There's Thompson, another Scotchman (the mess is fairly infested with Scots) who is dental surgeon. His gift is disconcerting repartee, with which he occasionally routs the C.O.
These are the officers. But what of the Sisters? There are eight of them. When you have said they are entirely unselfish, you have included most attributes. That includes an irrepressible spirit that no continuity of labour can break. It includes gentleness which familiarity with pain in others does not quench. And it includes a contempt of personal comfort that must sometimes amaze even themselves if they ever find time to grow either introspective or retrospective. They sleep in tents; they lack fuel; they shiver by the hour in damp beds unless exhaustion drives them to sleep; and they rise in the murky morning to don sodden garments.

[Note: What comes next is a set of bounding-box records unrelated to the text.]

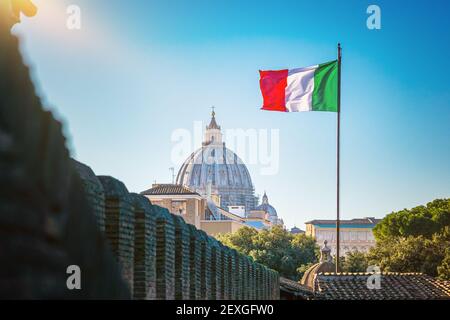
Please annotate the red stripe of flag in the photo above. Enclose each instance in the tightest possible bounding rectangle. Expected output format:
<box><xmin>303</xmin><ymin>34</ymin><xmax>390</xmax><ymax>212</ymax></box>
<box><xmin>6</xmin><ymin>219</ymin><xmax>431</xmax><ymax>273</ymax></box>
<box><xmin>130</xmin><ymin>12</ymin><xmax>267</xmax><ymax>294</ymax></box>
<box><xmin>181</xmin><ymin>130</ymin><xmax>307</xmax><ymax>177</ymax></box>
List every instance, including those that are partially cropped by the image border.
<box><xmin>259</xmin><ymin>69</ymin><xmax>288</xmax><ymax>112</ymax></box>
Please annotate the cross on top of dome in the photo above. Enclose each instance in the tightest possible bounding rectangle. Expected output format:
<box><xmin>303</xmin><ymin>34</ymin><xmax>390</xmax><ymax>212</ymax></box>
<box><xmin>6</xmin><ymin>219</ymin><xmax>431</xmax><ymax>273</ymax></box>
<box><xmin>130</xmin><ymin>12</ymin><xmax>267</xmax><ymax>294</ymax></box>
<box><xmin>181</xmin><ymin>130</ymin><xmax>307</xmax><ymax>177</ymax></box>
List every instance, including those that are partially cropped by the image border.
<box><xmin>262</xmin><ymin>191</ymin><xmax>269</xmax><ymax>204</ymax></box>
<box><xmin>206</xmin><ymin>106</ymin><xmax>220</xmax><ymax>130</ymax></box>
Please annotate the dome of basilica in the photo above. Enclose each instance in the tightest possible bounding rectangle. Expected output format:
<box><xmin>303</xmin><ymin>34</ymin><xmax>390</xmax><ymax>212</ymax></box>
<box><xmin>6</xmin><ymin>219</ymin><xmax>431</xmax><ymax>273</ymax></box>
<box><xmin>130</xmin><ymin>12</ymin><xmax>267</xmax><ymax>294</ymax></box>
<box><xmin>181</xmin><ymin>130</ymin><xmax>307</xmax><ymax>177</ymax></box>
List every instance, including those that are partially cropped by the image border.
<box><xmin>176</xmin><ymin>111</ymin><xmax>256</xmax><ymax>212</ymax></box>
<box><xmin>255</xmin><ymin>192</ymin><xmax>278</xmax><ymax>218</ymax></box>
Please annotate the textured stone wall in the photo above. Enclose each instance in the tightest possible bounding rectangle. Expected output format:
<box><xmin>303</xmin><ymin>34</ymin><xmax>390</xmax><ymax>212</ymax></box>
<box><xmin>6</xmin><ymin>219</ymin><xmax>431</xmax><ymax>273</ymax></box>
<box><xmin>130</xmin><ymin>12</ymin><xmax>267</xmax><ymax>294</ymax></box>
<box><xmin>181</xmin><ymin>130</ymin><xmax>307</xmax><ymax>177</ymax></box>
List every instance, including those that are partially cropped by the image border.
<box><xmin>130</xmin><ymin>193</ymin><xmax>156</xmax><ymax>300</ymax></box>
<box><xmin>172</xmin><ymin>215</ymin><xmax>190</xmax><ymax>300</ymax></box>
<box><xmin>98</xmin><ymin>176</ymin><xmax>135</xmax><ymax>292</ymax></box>
<box><xmin>0</xmin><ymin>21</ymin><xmax>130</xmax><ymax>299</ymax></box>
<box><xmin>153</xmin><ymin>207</ymin><xmax>175</xmax><ymax>300</ymax></box>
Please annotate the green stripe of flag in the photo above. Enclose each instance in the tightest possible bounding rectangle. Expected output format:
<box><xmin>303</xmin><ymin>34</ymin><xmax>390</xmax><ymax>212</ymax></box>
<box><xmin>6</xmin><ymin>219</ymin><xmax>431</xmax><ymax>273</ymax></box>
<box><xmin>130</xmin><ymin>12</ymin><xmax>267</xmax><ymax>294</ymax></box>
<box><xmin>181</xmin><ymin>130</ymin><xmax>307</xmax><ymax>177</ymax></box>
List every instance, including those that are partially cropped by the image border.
<box><xmin>312</xmin><ymin>60</ymin><xmax>338</xmax><ymax>112</ymax></box>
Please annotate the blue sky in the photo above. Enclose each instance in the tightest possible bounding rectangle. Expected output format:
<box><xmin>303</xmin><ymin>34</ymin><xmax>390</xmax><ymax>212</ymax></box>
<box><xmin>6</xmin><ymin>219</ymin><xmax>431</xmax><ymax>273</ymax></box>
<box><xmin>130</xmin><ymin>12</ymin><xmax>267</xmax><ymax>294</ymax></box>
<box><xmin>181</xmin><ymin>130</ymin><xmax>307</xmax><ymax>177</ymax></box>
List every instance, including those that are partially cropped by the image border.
<box><xmin>14</xmin><ymin>0</ymin><xmax>450</xmax><ymax>227</ymax></box>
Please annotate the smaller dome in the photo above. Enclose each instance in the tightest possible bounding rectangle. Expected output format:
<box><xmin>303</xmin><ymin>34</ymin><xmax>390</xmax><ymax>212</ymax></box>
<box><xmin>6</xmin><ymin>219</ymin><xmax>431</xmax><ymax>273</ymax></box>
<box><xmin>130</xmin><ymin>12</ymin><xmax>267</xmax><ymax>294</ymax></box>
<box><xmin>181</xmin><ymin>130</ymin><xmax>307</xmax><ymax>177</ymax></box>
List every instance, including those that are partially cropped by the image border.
<box><xmin>255</xmin><ymin>191</ymin><xmax>278</xmax><ymax>218</ymax></box>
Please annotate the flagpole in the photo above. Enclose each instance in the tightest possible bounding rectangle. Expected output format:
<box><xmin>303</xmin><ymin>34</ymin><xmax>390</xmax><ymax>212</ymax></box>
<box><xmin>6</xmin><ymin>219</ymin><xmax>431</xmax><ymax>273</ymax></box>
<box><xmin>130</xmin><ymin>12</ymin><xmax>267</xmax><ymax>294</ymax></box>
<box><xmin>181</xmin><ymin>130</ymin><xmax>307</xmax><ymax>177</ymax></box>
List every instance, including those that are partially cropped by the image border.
<box><xmin>336</xmin><ymin>43</ymin><xmax>341</xmax><ymax>273</ymax></box>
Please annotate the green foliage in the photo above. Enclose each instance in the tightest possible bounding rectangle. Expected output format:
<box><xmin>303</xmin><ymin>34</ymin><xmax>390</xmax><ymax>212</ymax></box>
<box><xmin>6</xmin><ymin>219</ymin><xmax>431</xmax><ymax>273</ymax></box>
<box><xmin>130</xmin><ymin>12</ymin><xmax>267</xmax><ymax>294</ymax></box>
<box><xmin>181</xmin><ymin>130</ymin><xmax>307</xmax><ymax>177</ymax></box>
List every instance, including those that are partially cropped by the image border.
<box><xmin>218</xmin><ymin>226</ymin><xmax>319</xmax><ymax>280</ymax></box>
<box><xmin>373</xmin><ymin>199</ymin><xmax>450</xmax><ymax>240</ymax></box>
<box><xmin>367</xmin><ymin>227</ymin><xmax>450</xmax><ymax>280</ymax></box>
<box><xmin>339</xmin><ymin>251</ymin><xmax>369</xmax><ymax>272</ymax></box>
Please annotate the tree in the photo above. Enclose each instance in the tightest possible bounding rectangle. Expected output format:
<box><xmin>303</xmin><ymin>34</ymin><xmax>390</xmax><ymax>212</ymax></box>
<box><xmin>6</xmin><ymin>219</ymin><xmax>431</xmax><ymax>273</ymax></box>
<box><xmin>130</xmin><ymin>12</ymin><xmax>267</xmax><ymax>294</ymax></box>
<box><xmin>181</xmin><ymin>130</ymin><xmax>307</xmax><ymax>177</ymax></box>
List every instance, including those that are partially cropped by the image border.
<box><xmin>218</xmin><ymin>226</ymin><xmax>318</xmax><ymax>280</ymax></box>
<box><xmin>341</xmin><ymin>251</ymin><xmax>369</xmax><ymax>272</ymax></box>
<box><xmin>368</xmin><ymin>227</ymin><xmax>450</xmax><ymax>280</ymax></box>
<box><xmin>373</xmin><ymin>199</ymin><xmax>450</xmax><ymax>240</ymax></box>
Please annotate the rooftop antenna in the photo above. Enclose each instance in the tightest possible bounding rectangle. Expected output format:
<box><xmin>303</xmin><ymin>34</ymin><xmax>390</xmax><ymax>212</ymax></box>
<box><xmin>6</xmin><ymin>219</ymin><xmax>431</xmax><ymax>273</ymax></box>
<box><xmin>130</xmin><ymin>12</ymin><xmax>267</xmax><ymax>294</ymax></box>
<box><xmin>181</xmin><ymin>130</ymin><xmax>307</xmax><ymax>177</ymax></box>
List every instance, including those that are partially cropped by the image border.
<box><xmin>169</xmin><ymin>167</ymin><xmax>175</xmax><ymax>184</ymax></box>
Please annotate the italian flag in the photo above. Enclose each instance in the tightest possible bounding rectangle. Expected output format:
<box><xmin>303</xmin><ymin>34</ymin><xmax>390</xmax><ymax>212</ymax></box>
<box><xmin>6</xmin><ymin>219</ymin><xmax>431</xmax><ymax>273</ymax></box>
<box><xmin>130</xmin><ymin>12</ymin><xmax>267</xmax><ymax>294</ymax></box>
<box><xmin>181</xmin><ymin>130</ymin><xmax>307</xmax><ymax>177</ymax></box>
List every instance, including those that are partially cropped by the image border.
<box><xmin>259</xmin><ymin>60</ymin><xmax>338</xmax><ymax>112</ymax></box>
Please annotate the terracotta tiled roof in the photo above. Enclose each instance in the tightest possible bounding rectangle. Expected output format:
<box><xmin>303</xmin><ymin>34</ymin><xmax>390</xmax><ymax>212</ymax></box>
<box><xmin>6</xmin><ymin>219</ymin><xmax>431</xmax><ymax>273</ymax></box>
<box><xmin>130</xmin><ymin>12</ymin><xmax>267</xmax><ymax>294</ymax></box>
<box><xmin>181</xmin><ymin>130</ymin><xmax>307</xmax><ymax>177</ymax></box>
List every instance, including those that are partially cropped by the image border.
<box><xmin>141</xmin><ymin>184</ymin><xmax>199</xmax><ymax>195</ymax></box>
<box><xmin>314</xmin><ymin>273</ymin><xmax>450</xmax><ymax>300</ymax></box>
<box><xmin>280</xmin><ymin>277</ymin><xmax>314</xmax><ymax>299</ymax></box>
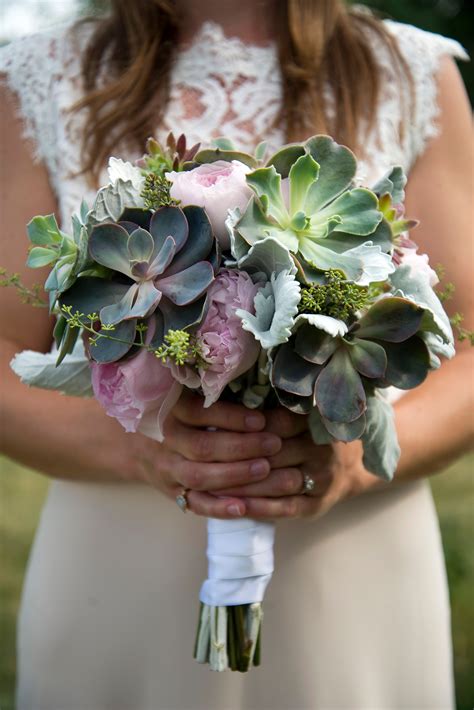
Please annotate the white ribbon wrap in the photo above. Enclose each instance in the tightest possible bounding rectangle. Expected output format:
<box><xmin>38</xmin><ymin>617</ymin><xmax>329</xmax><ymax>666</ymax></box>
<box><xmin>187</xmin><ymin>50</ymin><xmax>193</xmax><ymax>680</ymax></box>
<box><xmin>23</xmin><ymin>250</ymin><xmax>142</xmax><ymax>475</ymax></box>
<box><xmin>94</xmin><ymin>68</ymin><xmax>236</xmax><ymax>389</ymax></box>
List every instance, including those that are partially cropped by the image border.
<box><xmin>199</xmin><ymin>518</ymin><xmax>275</xmax><ymax>606</ymax></box>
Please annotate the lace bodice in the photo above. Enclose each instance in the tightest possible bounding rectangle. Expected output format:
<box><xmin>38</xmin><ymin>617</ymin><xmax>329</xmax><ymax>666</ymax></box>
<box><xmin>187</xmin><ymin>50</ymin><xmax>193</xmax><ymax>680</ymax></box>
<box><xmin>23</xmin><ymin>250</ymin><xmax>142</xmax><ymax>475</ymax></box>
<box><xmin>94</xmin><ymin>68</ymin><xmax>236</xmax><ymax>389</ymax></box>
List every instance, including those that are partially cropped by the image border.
<box><xmin>0</xmin><ymin>21</ymin><xmax>467</xmax><ymax>226</ymax></box>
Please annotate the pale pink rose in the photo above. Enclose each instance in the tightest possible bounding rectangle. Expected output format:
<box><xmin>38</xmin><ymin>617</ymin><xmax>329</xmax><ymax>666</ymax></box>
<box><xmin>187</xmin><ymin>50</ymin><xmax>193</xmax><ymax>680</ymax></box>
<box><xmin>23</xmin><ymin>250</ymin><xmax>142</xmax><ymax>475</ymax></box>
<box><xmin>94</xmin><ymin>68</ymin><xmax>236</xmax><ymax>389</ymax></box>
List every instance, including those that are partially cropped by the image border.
<box><xmin>91</xmin><ymin>348</ymin><xmax>182</xmax><ymax>441</ymax></box>
<box><xmin>398</xmin><ymin>247</ymin><xmax>439</xmax><ymax>288</ymax></box>
<box><xmin>196</xmin><ymin>269</ymin><xmax>261</xmax><ymax>407</ymax></box>
<box><xmin>165</xmin><ymin>160</ymin><xmax>252</xmax><ymax>249</ymax></box>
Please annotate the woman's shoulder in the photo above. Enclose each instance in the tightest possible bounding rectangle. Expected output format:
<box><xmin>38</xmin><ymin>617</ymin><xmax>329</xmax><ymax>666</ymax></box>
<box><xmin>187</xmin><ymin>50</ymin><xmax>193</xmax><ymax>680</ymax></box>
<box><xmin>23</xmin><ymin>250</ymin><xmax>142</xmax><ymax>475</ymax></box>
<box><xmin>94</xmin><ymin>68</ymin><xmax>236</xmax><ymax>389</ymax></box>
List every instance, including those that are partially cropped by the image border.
<box><xmin>364</xmin><ymin>20</ymin><xmax>469</xmax><ymax>172</ymax></box>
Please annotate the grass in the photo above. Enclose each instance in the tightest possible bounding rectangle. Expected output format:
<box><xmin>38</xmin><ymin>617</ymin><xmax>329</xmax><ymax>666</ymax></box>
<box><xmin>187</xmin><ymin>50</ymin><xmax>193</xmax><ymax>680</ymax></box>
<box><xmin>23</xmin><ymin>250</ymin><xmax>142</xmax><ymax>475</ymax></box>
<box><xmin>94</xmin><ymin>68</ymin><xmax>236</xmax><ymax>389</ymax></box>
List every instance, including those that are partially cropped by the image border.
<box><xmin>0</xmin><ymin>455</ymin><xmax>474</xmax><ymax>710</ymax></box>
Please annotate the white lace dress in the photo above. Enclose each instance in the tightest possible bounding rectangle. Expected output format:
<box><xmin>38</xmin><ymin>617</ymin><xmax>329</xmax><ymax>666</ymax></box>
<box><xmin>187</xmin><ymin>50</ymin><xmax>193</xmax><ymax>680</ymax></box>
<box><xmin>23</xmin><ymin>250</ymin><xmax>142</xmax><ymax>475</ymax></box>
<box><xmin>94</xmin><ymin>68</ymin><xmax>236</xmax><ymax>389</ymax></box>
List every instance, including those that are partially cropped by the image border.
<box><xmin>0</xmin><ymin>16</ymin><xmax>464</xmax><ymax>710</ymax></box>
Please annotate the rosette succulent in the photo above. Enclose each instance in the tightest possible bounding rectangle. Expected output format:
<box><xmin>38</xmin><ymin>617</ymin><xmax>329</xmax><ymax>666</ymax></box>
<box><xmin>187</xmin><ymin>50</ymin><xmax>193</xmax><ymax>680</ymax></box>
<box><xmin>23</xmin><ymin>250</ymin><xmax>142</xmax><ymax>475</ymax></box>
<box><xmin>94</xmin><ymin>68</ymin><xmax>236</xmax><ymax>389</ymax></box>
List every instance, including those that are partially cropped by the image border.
<box><xmin>60</xmin><ymin>206</ymin><xmax>219</xmax><ymax>362</ymax></box>
<box><xmin>229</xmin><ymin>136</ymin><xmax>394</xmax><ymax>284</ymax></box>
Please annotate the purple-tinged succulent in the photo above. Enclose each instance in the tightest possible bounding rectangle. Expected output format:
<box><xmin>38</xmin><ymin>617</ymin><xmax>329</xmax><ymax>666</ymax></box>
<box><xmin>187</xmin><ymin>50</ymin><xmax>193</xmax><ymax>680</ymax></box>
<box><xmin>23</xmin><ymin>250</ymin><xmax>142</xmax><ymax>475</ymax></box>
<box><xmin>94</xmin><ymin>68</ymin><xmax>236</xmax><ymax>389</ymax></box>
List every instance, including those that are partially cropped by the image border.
<box><xmin>271</xmin><ymin>297</ymin><xmax>430</xmax><ymax>441</ymax></box>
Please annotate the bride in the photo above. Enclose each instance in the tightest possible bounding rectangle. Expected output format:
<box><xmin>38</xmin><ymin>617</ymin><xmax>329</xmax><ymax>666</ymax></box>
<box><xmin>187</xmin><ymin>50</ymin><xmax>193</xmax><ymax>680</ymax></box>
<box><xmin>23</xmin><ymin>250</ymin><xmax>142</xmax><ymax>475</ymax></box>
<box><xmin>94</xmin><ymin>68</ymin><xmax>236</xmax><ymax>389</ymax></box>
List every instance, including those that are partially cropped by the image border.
<box><xmin>0</xmin><ymin>0</ymin><xmax>473</xmax><ymax>710</ymax></box>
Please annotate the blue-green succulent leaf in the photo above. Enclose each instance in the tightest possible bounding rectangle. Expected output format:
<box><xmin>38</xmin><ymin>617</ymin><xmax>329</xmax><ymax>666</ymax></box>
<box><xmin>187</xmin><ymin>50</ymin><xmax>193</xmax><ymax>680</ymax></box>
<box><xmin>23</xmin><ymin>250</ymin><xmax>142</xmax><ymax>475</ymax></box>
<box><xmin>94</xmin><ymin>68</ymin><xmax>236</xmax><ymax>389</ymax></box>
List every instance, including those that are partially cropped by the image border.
<box><xmin>127</xmin><ymin>281</ymin><xmax>161</xmax><ymax>318</ymax></box>
<box><xmin>147</xmin><ymin>236</ymin><xmax>176</xmax><ymax>278</ymax></box>
<box><xmin>150</xmin><ymin>207</ymin><xmax>189</xmax><ymax>259</ymax></box>
<box><xmin>295</xmin><ymin>313</ymin><xmax>348</xmax><ymax>338</ymax></box>
<box><xmin>380</xmin><ymin>335</ymin><xmax>431</xmax><ymax>390</ymax></box>
<box><xmin>362</xmin><ymin>394</ymin><xmax>400</xmax><ymax>481</ymax></box>
<box><xmin>308</xmin><ymin>407</ymin><xmax>334</xmax><ymax>446</ymax></box>
<box><xmin>270</xmin><ymin>343</ymin><xmax>321</xmax><ymax>397</ymax></box>
<box><xmin>315</xmin><ymin>348</ymin><xmax>366</xmax><ymax>422</ymax></box>
<box><xmin>26</xmin><ymin>247</ymin><xmax>58</xmax><ymax>269</ymax></box>
<box><xmin>166</xmin><ymin>205</ymin><xmax>214</xmax><ymax>276</ymax></box>
<box><xmin>99</xmin><ymin>284</ymin><xmax>138</xmax><ymax>325</ymax></box>
<box><xmin>155</xmin><ymin>261</ymin><xmax>214</xmax><ymax>306</ymax></box>
<box><xmin>89</xmin><ymin>222</ymin><xmax>132</xmax><ymax>277</ymax></box>
<box><xmin>127</xmin><ymin>227</ymin><xmax>155</xmax><ymax>262</ymax></box>
<box><xmin>390</xmin><ymin>265</ymin><xmax>454</xmax><ymax>345</ymax></box>
<box><xmin>26</xmin><ymin>214</ymin><xmax>63</xmax><ymax>246</ymax></box>
<box><xmin>294</xmin><ymin>324</ymin><xmax>340</xmax><ymax>365</ymax></box>
<box><xmin>236</xmin><ymin>271</ymin><xmax>300</xmax><ymax>350</ymax></box>
<box><xmin>345</xmin><ymin>338</ymin><xmax>387</xmax><ymax>378</ymax></box>
<box><xmin>267</xmin><ymin>143</ymin><xmax>305</xmax><ymax>178</ymax></box>
<box><xmin>311</xmin><ymin>187</ymin><xmax>383</xmax><ymax>237</ymax></box>
<box><xmin>304</xmin><ymin>135</ymin><xmax>357</xmax><ymax>211</ymax></box>
<box><xmin>246</xmin><ymin>165</ymin><xmax>290</xmax><ymax>227</ymax></box>
<box><xmin>352</xmin><ymin>296</ymin><xmax>424</xmax><ymax>343</ymax></box>
<box><xmin>322</xmin><ymin>413</ymin><xmax>366</xmax><ymax>443</ymax></box>
<box><xmin>289</xmin><ymin>153</ymin><xmax>319</xmax><ymax>215</ymax></box>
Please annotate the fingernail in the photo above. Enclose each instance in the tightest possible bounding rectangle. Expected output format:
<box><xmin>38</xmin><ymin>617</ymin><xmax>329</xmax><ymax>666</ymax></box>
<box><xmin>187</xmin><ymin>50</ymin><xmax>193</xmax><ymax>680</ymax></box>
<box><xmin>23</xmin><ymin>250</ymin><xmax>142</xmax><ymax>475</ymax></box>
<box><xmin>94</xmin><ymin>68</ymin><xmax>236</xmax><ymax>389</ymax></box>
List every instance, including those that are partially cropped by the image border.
<box><xmin>250</xmin><ymin>461</ymin><xmax>269</xmax><ymax>478</ymax></box>
<box><xmin>245</xmin><ymin>412</ymin><xmax>265</xmax><ymax>431</ymax></box>
<box><xmin>262</xmin><ymin>436</ymin><xmax>281</xmax><ymax>456</ymax></box>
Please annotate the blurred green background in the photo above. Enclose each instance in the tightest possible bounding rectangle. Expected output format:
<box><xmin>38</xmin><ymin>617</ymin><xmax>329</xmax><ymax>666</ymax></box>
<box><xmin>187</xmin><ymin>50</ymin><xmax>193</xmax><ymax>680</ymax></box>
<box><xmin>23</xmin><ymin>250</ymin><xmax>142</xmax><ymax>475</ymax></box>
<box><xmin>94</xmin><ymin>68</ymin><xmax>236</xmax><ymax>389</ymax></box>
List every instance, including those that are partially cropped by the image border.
<box><xmin>0</xmin><ymin>0</ymin><xmax>474</xmax><ymax>710</ymax></box>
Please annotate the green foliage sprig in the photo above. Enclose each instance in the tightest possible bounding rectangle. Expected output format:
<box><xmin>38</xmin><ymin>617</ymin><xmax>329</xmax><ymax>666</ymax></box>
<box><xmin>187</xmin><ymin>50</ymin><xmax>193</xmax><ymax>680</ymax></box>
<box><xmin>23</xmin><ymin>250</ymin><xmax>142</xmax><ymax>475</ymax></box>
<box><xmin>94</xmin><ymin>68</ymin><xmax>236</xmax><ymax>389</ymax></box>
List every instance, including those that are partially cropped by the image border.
<box><xmin>298</xmin><ymin>269</ymin><xmax>371</xmax><ymax>320</ymax></box>
<box><xmin>141</xmin><ymin>173</ymin><xmax>181</xmax><ymax>210</ymax></box>
<box><xmin>0</xmin><ymin>267</ymin><xmax>49</xmax><ymax>308</ymax></box>
<box><xmin>155</xmin><ymin>330</ymin><xmax>204</xmax><ymax>365</ymax></box>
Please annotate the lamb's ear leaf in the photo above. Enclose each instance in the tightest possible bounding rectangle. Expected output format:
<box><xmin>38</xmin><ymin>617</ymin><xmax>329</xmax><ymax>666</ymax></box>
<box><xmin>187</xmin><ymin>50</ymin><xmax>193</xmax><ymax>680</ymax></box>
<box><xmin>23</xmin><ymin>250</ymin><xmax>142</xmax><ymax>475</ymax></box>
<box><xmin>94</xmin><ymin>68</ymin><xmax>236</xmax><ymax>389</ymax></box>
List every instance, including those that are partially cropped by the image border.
<box><xmin>362</xmin><ymin>394</ymin><xmax>400</xmax><ymax>481</ymax></box>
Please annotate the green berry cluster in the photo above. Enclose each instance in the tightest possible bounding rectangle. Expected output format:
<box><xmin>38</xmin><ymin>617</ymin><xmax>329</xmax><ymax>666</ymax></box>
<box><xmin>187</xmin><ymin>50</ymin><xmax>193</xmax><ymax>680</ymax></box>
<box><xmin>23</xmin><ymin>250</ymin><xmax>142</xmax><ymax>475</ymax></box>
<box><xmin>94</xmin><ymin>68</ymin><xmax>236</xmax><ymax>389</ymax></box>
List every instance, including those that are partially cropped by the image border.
<box><xmin>298</xmin><ymin>269</ymin><xmax>369</xmax><ymax>320</ymax></box>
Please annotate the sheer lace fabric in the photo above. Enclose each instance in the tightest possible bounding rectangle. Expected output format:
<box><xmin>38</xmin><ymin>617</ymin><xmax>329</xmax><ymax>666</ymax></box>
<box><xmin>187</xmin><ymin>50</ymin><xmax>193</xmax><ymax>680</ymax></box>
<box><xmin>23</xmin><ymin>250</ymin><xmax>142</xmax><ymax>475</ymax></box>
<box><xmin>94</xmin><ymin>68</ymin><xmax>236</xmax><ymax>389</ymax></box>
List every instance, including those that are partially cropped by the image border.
<box><xmin>0</xmin><ymin>21</ymin><xmax>466</xmax><ymax>225</ymax></box>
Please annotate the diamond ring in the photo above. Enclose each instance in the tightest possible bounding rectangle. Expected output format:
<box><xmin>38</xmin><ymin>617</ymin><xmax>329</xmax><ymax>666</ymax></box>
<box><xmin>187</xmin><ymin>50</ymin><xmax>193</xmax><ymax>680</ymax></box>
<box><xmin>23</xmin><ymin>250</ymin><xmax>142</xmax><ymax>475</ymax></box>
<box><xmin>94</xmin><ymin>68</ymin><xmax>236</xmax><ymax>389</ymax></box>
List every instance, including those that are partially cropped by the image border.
<box><xmin>176</xmin><ymin>488</ymin><xmax>189</xmax><ymax>513</ymax></box>
<box><xmin>301</xmin><ymin>474</ymin><xmax>315</xmax><ymax>495</ymax></box>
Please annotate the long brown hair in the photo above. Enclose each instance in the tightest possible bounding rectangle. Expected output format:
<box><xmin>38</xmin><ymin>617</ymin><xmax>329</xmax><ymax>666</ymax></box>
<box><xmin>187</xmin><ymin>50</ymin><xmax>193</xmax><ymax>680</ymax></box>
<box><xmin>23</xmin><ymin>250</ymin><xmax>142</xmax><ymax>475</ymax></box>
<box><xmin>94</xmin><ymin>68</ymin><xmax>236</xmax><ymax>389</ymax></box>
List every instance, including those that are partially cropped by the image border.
<box><xmin>74</xmin><ymin>0</ymin><xmax>410</xmax><ymax>184</ymax></box>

They work hard and without intermission for twelve to sixteen hours—and indefinitely when a "stunt" has brought the convoys from the line. But none of these things beats them down.
The theatre Sisters deserve immortalisation. All the qualities of patience and gentleness, endurance and cheerfulness, seem intensified in them. They have not the smallest objection to your watching them work in the theatre; nor have the surgeons. Rather, they encourage you, and get you to help in a minor way when the place is busy.
It is rarely on receiving-day that four "tables" are not in use simultaneously. This makes it inevitable that the victims, as they are brought in and laid out for the anæsthetic, see within six feet sights not calculated to fortify them. Some smile in hardy fashion; some smile in a fashion that is not hardy. The abject terror of those wretches out of whom pain has long since beaten all the fortitude is horrible to see. What must be the state of that man, made helpless by unassuaged suffering, who sees the scalpel at work upon a fellow beside him—the gaping incision; the merciless pruning of the shattered limb; the hideous bloodiness of the steaming stump at amputation—and hears the stertorous breathing of the subject and his agonised subconscious moaning, which has all the infection of terror that actual suffering would convey?